Pas facile de dégager une patte de hanneton , il en a beaucoup , pas facile de nouer le fil l’amputation se risque à tout moment heureusement qu’il reste des pattes de rechange . Impossible de le mettre ainsi harnaché dans une boîte d’allumettes vide car il gigote trop . Le plus simple est de le tenir prisonnier dans la main fermée et dans l’église de le lancer en l’air car avec son fil il ne peut pas décoller . Le Curé faisait celui qui ne voyait rien et devant le peu d’intérêt qu’il portait à la chose les bonnes volontés se trouvaient découragées et le mois de Marie se terminait souvent sans le lâcher quotidien de hanneton .

Jeantot que je retrouvais presque tous les jours en gardant les vaches , un aprés midi de mai m’avait demandé si les hannetons allaient toujours au mois de Marie ,je croyais jusque là que notre génération avait inventé ce jeu je fus très déçu de savoir qu’il l’avait pratiqué bien avant moi.

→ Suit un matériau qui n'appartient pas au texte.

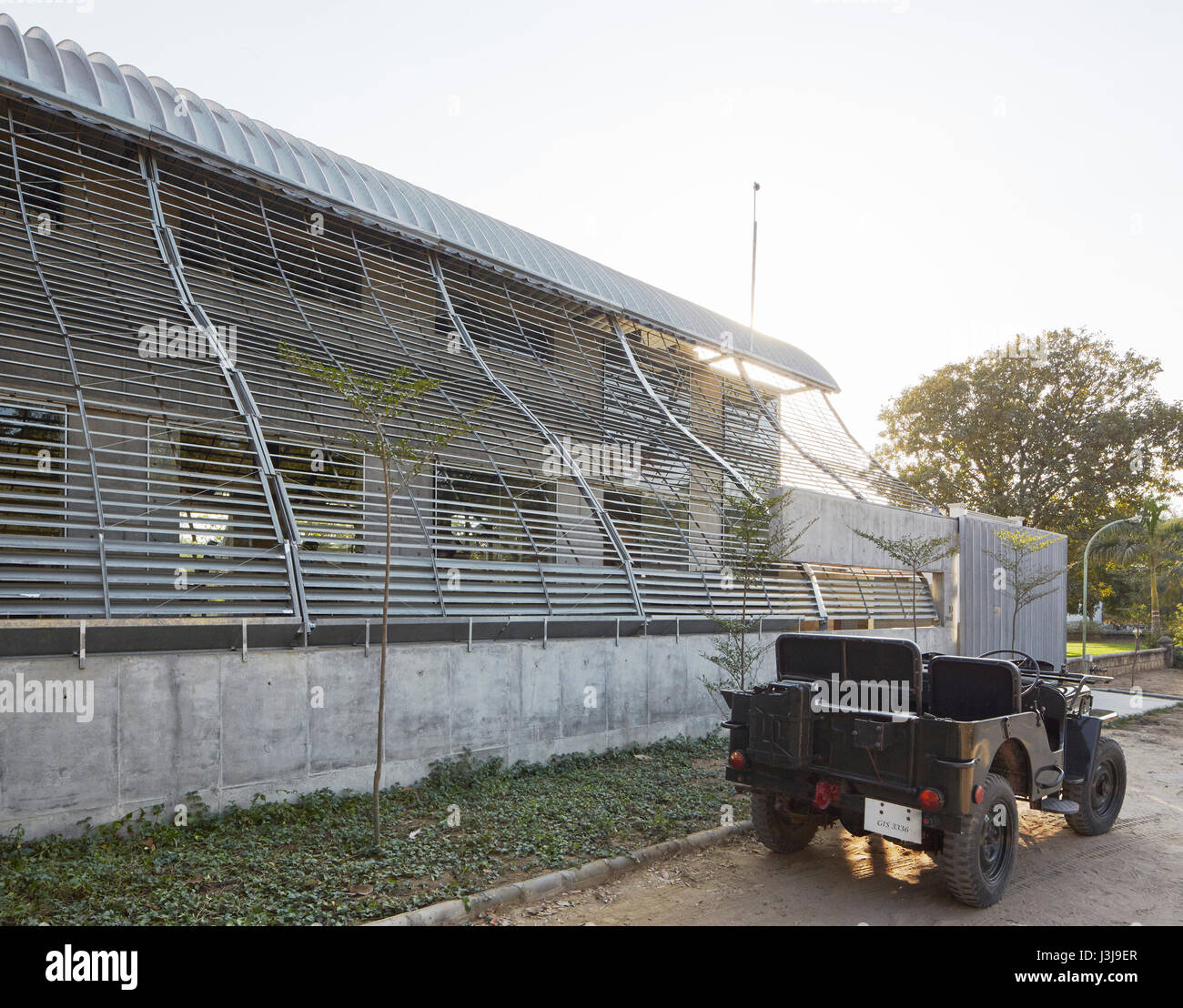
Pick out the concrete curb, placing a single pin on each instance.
(555, 882)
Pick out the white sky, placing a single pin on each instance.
(935, 176)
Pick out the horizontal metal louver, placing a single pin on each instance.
(158, 458)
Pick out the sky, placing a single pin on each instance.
(935, 176)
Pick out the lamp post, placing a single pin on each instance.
(1084, 594)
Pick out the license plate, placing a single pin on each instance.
(897, 822)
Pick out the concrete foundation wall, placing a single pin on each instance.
(167, 724)
(1124, 661)
(162, 725)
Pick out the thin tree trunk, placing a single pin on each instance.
(381, 676)
(1156, 618)
(915, 632)
(743, 634)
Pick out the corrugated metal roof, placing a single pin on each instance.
(125, 93)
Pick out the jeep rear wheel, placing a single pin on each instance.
(777, 831)
(977, 862)
(1100, 798)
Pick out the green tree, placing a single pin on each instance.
(1016, 552)
(1154, 549)
(915, 552)
(1066, 438)
(379, 404)
(758, 538)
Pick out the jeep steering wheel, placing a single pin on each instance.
(1028, 665)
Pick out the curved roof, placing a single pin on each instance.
(125, 93)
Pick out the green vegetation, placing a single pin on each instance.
(1100, 649)
(1067, 437)
(382, 402)
(312, 861)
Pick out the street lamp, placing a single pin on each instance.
(1084, 594)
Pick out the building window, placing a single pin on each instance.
(199, 483)
(497, 329)
(326, 489)
(32, 471)
(476, 517)
(653, 529)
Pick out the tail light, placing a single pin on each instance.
(931, 800)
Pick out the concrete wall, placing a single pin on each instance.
(1124, 661)
(832, 539)
(166, 724)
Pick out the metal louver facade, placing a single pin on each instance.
(158, 460)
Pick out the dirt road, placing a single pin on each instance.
(1132, 874)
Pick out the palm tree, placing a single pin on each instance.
(1156, 547)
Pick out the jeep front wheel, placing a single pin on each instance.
(978, 862)
(1099, 799)
(775, 830)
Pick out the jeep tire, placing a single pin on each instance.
(977, 862)
(776, 831)
(1100, 798)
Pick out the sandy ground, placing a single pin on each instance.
(1131, 874)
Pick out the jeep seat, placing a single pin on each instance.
(974, 689)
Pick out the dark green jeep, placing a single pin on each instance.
(930, 751)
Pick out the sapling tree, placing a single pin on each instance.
(757, 539)
(381, 404)
(1016, 574)
(915, 552)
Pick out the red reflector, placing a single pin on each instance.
(931, 800)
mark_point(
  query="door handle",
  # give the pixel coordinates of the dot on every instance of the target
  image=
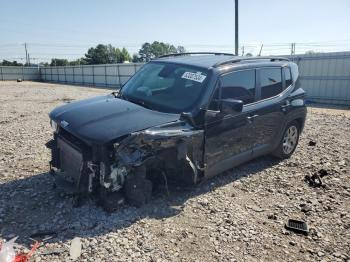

Un jour il me posa ã brûle pourpoint une question insolite : as-tu entendu ce que se disent les deux anges de l’autel ? . Je n’avais rien entendu jusque là mais me promis de tendre l’oreille ã la prochaine messe . L’autel qui a été supprimé vers les années 1960 était en marbre blanc et flanqué sur ses bords de deux anges de taille humaine avec deux ailes légèrement déployées dans le dos et les mains élevées au-dessus de la tête en une posture de prière que confirmait leur bouche entrouverte .
Cet autel avait été acheté par la Commune aprés une décision du Conseil Municipal et le Maire s’était rendu chez le sculpteur fabricant ã Bagneres de Bigorre et avait passé commande avec une livraison différée ã la fin des travaux en cours de la construction de l’église . Ã la réunion qui suivit son retour le Maire rendit compte de son achat mais se fit taper sur les doigts car aucun papier n’avait été signé confirmant la composition de l’ouvrage ,le prix et le délai de livraison ,tout avait été convenu oralement . Au terme du temps convenu , l’autel fut livré au prix annoncé et il semble même que la Commune eut quelques difficultés pour assurer le règlement ã la livraison .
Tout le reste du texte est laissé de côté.